Remodel An Old Pergola
If your pergola is looking worn down with age, or looks too bland for the rest of your backyard paradise, perhaps it's time to do a bit of remodeling. You can turn your old pergola into something amazing without spending an arm and a leg on a new one, or wasting too much free time building one from scratch. Below are some pergola ideas that will help you to remodel yours.
1. Inspect Your Pergola
Inspect your pergola for any pieces that will need replacing or at least sanding and fixing up. Look for splintering, insect infestation and fungi such as dry rot. Minor damage, like slight splintering, may only require a sander. Fungi calls for replacement, as do many infestations. If there is an infestation, call an exterminator.
If your pergola’s posts are embedded in the ground, dig out around it (at least on one side) to ensure there is no damage at the base, especially water damage.
2. Plan it Out
Decide what your end product should look like, and what it will take to get there. Is a new stain or lacquer all you want? Do you want to make it wider or longer? Maybe you want to add more shade, or a nice bevel cut on the ends of your boards. Just remember to account for fixing or replacing any problems found during inspection. Search online for pictures or pergola construction plans for fresh ideas.
3. Replacing Lumber
Whether you think you have to or not, now is a good time to simply break down all the pieces of your pergola, if possible. Anything damaged beyond repair needs replacing. This also means re-staining it to at least match what you already have, but that comes later. Make sure new pieces are cut to match the ones remaining. You may want to cut all new crossbeams or all new support beams in order to increase the length and/or width of your pergola. You can also adjust the design of the crossbeams and support beams to allow for more shade.
4. Bevel Cuts and More
Many pergolas have at least a curved bevel cut on the end of each crossbeam and support beam. If yours already has them, lay one of your boards on top of your new, replacement boards and trace the outline to get an identical cut. If you don’t have a cut, get a curve template (if you don’t have one, any hardware store can help) and make your cut with a jigsaw.
5. Stripping and Sanding
If you decide to re-stain or re-lacquer your wood, especially when going with a lighter color, you’ll need a stripper to get the sealer off, followed by a sander.
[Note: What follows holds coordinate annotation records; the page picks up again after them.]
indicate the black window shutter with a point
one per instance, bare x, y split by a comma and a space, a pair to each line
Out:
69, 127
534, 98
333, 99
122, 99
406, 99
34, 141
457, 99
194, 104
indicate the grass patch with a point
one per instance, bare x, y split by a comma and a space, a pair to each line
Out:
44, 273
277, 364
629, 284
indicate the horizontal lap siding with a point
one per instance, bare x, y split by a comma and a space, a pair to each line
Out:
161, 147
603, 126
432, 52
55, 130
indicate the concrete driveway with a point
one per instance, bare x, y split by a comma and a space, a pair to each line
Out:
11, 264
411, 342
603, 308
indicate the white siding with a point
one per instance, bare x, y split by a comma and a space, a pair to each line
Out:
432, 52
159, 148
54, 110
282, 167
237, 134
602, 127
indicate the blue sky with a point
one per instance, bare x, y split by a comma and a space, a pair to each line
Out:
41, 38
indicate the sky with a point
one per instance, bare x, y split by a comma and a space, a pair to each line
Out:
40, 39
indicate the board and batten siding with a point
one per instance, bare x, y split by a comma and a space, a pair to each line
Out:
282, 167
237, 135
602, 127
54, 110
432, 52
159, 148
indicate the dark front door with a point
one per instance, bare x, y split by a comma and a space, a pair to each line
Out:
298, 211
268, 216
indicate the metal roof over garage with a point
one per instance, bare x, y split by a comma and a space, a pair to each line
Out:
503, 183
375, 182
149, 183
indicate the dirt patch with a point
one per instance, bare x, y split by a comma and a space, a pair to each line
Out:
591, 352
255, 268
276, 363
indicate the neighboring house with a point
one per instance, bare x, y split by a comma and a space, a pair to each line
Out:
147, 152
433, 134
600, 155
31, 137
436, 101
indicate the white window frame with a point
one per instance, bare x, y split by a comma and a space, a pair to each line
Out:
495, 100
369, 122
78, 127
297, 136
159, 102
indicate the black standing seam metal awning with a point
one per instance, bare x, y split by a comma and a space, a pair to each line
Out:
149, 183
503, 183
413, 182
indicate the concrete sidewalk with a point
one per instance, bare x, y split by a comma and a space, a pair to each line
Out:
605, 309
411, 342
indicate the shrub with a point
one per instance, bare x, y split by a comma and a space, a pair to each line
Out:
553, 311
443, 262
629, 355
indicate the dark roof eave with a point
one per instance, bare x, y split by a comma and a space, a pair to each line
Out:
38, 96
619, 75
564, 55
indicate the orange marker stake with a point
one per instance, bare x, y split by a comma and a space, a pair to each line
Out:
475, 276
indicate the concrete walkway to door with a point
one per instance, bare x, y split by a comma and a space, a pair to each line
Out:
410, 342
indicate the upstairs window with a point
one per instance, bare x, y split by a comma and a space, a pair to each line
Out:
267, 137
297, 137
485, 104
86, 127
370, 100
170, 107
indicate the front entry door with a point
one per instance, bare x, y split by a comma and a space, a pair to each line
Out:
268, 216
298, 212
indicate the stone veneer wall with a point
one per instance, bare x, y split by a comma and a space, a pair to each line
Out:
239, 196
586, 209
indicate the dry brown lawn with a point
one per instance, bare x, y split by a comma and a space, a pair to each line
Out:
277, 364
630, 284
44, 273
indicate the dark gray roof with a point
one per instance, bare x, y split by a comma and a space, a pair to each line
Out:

Sand down any rough areas left over from the cutting.
6. Stain/Lacquer and Reassembly
As an outdoor piece, it's a good idea to stain or lacquer the wood first, then reassemble, to best protect it against the elements. However, if you plan on using construction adhesive combined with nails or screws to reattach pieces, stain or lacquer works against the hold of the adhesive and can be applied last. Otherwise, don’t apply it where you’ll be using the adhesive.